= The Real Bears =

The Real Bears is an anti-soft-drink advertising campaign by the Center for Science in the Public Interest, which debuted in October 2012. It is a parody of the Coca-Cola Company's ad campaigns depicting polar bears, in particular the "Open Happiness" ads, and was produced with the help of Alex Bogusky. Michael Jacobson said that the ad was "...our attempt to reposition soft drinks from a source of happiness to a major cause of disease." CSPI chose Bogusky to direct the ad because, they said, they had long admired his work in creating anti-tobacco ads through his agency, Crispin Porter + Bogusky.
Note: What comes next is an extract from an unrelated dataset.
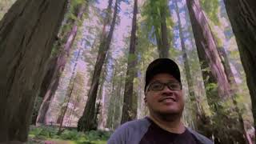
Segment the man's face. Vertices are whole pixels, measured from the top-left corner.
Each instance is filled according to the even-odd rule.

The song playing throughout the CSPI ad is by Jason Mraz and is entitled "Sugar." The ad depicts polar bears suffering from a wide variety of health problems as a result of soda consumption, such as type II diabetes and erectile dysfunction. In response to the ad, Coca-Cola spokeswoman Susan Stribling stated that the ad was "irresponsible and the usual grandstanding from CSPI,” and Karen Hanretty, a spokeswoman for the American Beverage Association, noted that soda consumption has decreased over the last decade or so, whereas obesity rates have still risen over the same time period, saying, "CSPI is better at producing videos than they are doing math." The video has over 2 million views on YouTube.